Neighborhood Guessing Game Over: A Gift of the Sea

Where is this house?

Two of you guessed River Oaks and 2 more guessed Old Town Spring. And here were the rest of your guesses: Shady Acres, Nottingham, “one of the Villages out in Memorial,” “an early Memorial development,” “close to or on Kimberley, Barryknoll, Kirkwood, or Wilcrest,” Ashford Forest, Woodcreek off Aldine-Westfield, “between Shepherd and Montrose, Westheimer and Gray,” Bellaire, “somewhere on the bay,” Bellville, Brookshire, Columbus, Brenham, “Tomball-ish,” Wilchester, Wilchester West, on Chimney Rock near Memorial, Cypress, “along 1960 areas that are older,” “older parts of Deer Park or somewhere over there,” Galveston, “off Westview across the freeway from Memorial,” Friendswood, “the oldest part of Kingwood off Northpark,” Porter, “up high on a bluff in Morgan’s Point,” “in the vicinity of Holcombe and Greenbriar,” Braes Heights, and “somewhere around Braeswood.”

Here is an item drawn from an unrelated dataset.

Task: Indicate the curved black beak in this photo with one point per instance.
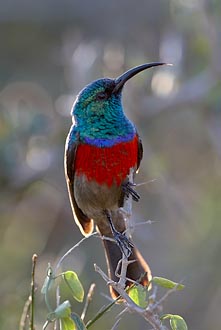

This week’s Neighborhood Guessing Game was just for the glory. And the winner? Glory, glory, it’s elnina, who caps off a remarkable streak of dead-on entries with a third win this year. (There were a couple of second-places in there too.) Here’s the vague but closer-than-anybody-else winning entry:

This looks like a country, two-story house, with large floor plan on a lot with a pool.
The spacious rooms downstairs have brick floors and upstairs bedrooms - wood floors. Nice stencils accents throughout the house.
No clocks, radios or TV’s, except a small unit in the bedroom (lol).
I can spot few recent updates – like windows, kitchen appliances, nice marble counter in the bathroom, plantation shutters. But when I look at the brick floors, the condition of the wood on the floors and stairs, the fireplace and the painted paneling, I would say that this house is probably 40-50 years old.
I guess it is sitting in a flood zone, close to bayou or the coast. The picture with the ship makes me think that big water is not far away. Maybe somewhere on the bay?

Congratulations, elnina! You’ve won . . . first prize!

Our runners-up this week are Miz Brooke Smith, with a close-but-wrong-bank Morgan’s Point guess, and Jessica1, who wrote this:

I don’t know what y’all are thinking with the nottingham, wilchester, etc. guesses - I grew up out there and never saw anything quite like this. The wood floors are too old, at least for my part of the neighborhood. And those furnishings! Not energy corridor. I’m saying older parts of Deer Park or somewhere over there, only because I think I saw identical stuff in an antique store in LaPorte.